Has No Life - Lives on TB
Wow that Nexus article really took me back to about 1970.

My dad had heard about Lt. Lynch's expedition to the Dead Sea. We went to the National Archives on Constitution Ave. in DC and requested the log from that expedition.

When we opened it, fine sand fell out! That sand had been in there since Lt. Lynch closed that book in Palestine!

FJ
 

LoupGarou

Ancient Fuzzball

Good catch to show the differences between HEMP and E-bombs:

Most of that article is about HEMP. There is a section about E-bombs though:
Non-nuclear electromagnetic pulse

Non-nuclear electromagnetic pulse (NNEMP) is an electromagnetic pulse generated without use of nuclear weapons. There are a number of devices to achieve this objective, ranging from a large low-inductance capacitor bank discharged into a single-loop antenna or a microwave generator to an explosively pumped flux compression generator. To achieve the frequency characteristics of the pulse needed for optimal coupling into the target, wave-shaping circuits and/or microwave generators are added between the pulse source and the antenna. A vacuum tube particularly suitable for microwave conversion of high energy pulses is the vircator.
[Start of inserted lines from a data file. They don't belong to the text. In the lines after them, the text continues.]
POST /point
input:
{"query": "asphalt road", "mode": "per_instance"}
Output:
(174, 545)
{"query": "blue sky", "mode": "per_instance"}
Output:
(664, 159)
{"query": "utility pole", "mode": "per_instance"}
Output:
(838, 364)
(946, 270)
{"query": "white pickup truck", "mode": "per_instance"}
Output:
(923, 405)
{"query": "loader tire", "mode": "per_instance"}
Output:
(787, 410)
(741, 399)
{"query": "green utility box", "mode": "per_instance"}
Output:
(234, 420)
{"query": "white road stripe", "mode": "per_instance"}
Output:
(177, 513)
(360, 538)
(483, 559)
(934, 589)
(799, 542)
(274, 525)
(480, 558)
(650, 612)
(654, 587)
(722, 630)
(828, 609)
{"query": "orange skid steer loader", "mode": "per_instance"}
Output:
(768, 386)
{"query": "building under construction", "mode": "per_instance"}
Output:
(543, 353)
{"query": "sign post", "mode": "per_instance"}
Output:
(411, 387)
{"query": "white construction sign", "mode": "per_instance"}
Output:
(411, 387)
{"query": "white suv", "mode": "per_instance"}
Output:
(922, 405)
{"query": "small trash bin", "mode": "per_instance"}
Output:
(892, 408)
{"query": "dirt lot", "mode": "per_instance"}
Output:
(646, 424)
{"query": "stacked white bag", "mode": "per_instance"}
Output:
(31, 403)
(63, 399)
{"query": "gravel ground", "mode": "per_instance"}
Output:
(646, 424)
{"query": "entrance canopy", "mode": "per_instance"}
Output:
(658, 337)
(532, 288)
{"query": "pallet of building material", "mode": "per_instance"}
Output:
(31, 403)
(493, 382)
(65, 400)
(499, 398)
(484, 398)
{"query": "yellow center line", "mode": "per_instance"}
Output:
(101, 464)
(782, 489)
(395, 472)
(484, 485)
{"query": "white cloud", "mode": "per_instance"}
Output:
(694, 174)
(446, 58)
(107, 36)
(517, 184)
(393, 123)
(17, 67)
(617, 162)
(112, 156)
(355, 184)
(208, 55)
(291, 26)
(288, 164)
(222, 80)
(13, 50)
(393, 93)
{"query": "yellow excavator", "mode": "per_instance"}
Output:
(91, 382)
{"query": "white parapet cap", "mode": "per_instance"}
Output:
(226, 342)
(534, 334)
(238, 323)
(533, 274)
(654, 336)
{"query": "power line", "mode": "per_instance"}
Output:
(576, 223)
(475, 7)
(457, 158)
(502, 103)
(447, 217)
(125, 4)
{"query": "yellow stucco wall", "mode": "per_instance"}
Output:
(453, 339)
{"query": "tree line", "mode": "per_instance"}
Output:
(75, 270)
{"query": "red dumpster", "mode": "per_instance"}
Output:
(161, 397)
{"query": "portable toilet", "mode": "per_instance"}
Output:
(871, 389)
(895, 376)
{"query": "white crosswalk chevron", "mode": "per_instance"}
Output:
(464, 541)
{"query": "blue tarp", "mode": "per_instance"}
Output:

NNEMP generators can be carried as a payload of bombs and cruise missiles, allowing construction of electromagnetic bombs with diminished mechanical, thermal and ionizing radiation effects and without the political consequences of deploying nuclear weapons.
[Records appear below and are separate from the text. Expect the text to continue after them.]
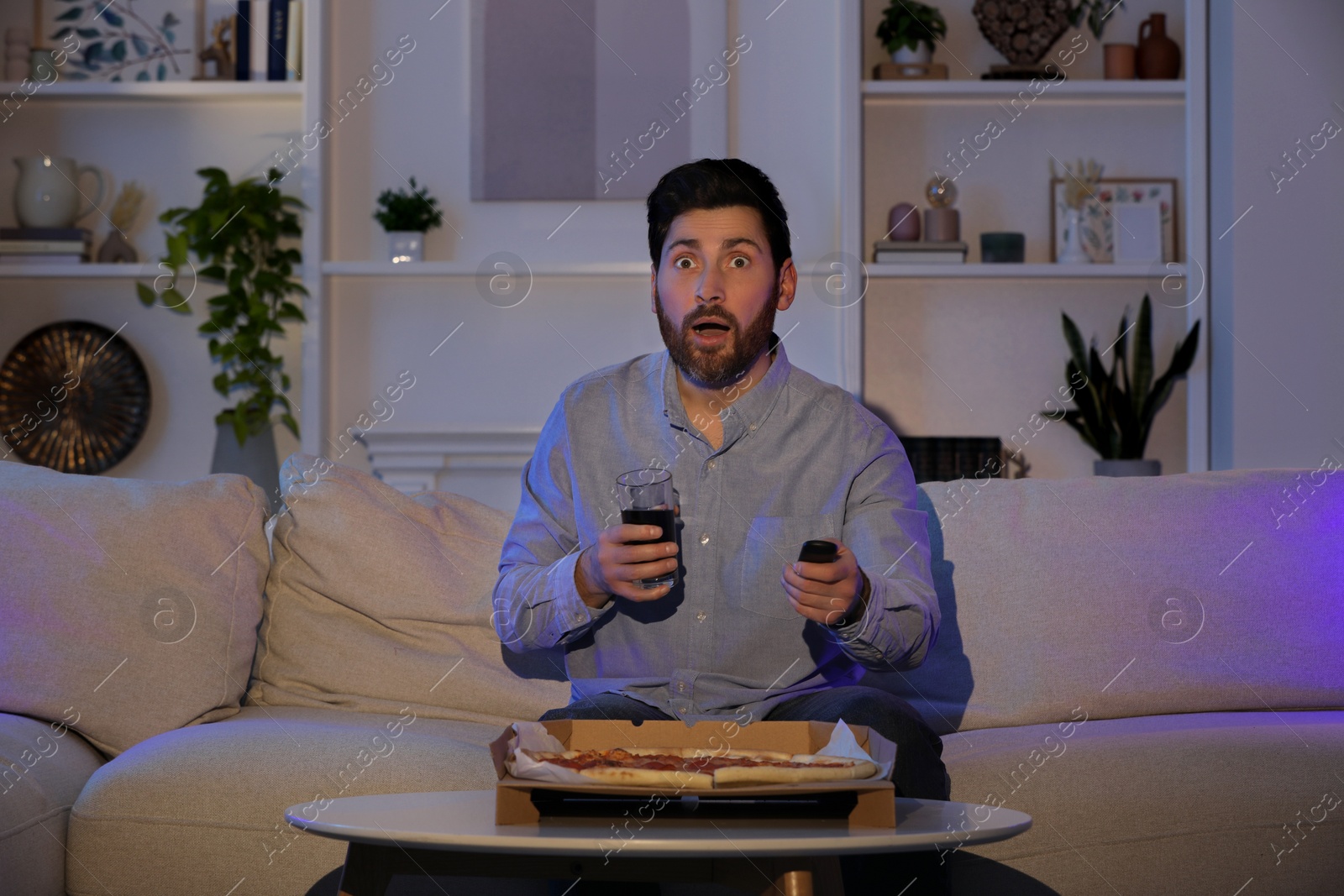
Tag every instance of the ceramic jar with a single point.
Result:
(1158, 55)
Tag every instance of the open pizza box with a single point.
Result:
(873, 799)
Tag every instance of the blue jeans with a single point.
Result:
(918, 772)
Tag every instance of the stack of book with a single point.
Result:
(45, 244)
(269, 38)
(918, 253)
(942, 458)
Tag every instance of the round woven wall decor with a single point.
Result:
(74, 396)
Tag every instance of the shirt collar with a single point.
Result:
(748, 410)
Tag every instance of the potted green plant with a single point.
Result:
(1116, 409)
(242, 235)
(1097, 13)
(407, 217)
(907, 29)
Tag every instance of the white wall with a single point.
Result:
(1276, 76)
(506, 367)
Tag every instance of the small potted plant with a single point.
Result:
(407, 217)
(1115, 410)
(244, 235)
(1097, 11)
(907, 29)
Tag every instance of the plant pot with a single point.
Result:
(1074, 251)
(1126, 468)
(255, 459)
(405, 246)
(922, 54)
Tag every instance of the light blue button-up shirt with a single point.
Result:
(800, 459)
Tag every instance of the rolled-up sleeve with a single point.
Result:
(889, 537)
(537, 604)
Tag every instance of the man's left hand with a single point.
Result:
(828, 593)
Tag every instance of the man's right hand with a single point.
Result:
(613, 564)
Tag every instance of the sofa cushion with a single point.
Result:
(195, 810)
(42, 768)
(1175, 804)
(1191, 593)
(129, 606)
(378, 600)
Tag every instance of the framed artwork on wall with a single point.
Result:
(121, 39)
(1100, 221)
(596, 98)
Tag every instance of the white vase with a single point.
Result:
(405, 246)
(1074, 251)
(922, 54)
(46, 194)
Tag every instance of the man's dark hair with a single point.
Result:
(718, 183)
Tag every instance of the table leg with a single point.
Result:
(790, 883)
(367, 872)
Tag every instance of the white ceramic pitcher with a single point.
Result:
(47, 194)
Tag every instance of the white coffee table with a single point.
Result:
(454, 835)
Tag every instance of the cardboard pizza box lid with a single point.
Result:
(875, 806)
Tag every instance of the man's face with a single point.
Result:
(716, 293)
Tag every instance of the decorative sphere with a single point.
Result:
(941, 191)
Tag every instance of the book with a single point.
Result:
(295, 46)
(46, 233)
(918, 253)
(277, 38)
(44, 259)
(242, 40)
(42, 246)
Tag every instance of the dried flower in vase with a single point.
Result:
(1079, 183)
(124, 212)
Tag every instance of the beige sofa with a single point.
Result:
(1151, 668)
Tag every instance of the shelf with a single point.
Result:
(1023, 271)
(470, 269)
(58, 270)
(999, 90)
(249, 90)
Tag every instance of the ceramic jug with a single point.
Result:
(47, 194)
(1158, 55)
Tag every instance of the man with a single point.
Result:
(764, 457)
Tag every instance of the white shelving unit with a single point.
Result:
(199, 90)
(307, 98)
(1023, 271)
(468, 269)
(1068, 90)
(862, 100)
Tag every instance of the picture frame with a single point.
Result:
(123, 39)
(1099, 223)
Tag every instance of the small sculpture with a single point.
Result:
(118, 249)
(942, 222)
(218, 53)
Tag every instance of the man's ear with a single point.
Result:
(788, 284)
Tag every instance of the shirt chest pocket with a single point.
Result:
(772, 543)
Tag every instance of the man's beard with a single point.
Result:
(721, 364)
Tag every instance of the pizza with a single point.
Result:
(694, 768)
NNEMP generators also include large structures built to generate EMP for testing of electronics to determine how well it survives EMP.[citation needed] In addition, the use of ultra-wideband radars can generate EMP in areas immediately adjacent to the radar;[citation needed] this phenomenon is only partly understood.[citation needed]


For more info about e-bombs:
http://www.airpower.maxwell.af.mil/airchronicles/kopp/apjemp.html
http://www.globalsecurity.org/military/systems/munitions/hpm.htm

Their parts:
FCG:
http://en.wikipedia.org/wiki/Explosively_pumped_flux_compression_generator
MHD (MHD-G):
http://en.wikipedia.org/wiki/MHD_generator (Mainly at the Disc Generator section)
HPM weaponry:
http://en.wikipedia.org/wiki/High-power_microwave
Vircator:
http://en.wikipedia.org/wiki/Vircator
 

LoupGarou

Ancient Fuzzball
And it is not like India has not had the test facilities and the knowledge (probably "gained" the same way that china did (gee, thanks Clinton))...

http://jces.nic.in/

8. REPETITIVE WAVE BOUNDED EMP SIMULATOR (RBWEMPS)

Specifications

o Peak output 120kV
o Rise time 10 nsec (peak)
o Duration 500 nsec
o Peak electric field 100 kV/m
o Peak magnetic field 265 A/m
o Length 4.5 m
o Plate spacing 1 m
o Antenna impedance 100 ohm
o Test object size 0.6 m x 1.5 m x 1.5 m

9. INDIAN BOUNDED WAVE EMP SIMULATOR (IBWEMPS)

Specifications

o Peak output 600kV
o Rise time 10 nsec (nominal)
o Duration 1 micro sec
o Peak electric field 80 kV/m
o Peak magnetic field 212 A/m
o Length 55 m
o Plate spacing 5 m
o Antenna impedance 150 ohm
o Test object size 3.5 m x 4.5 m x 4.5 m


Small on a real world scale, but proof enough that they are both interested in it, and interested in protection from it.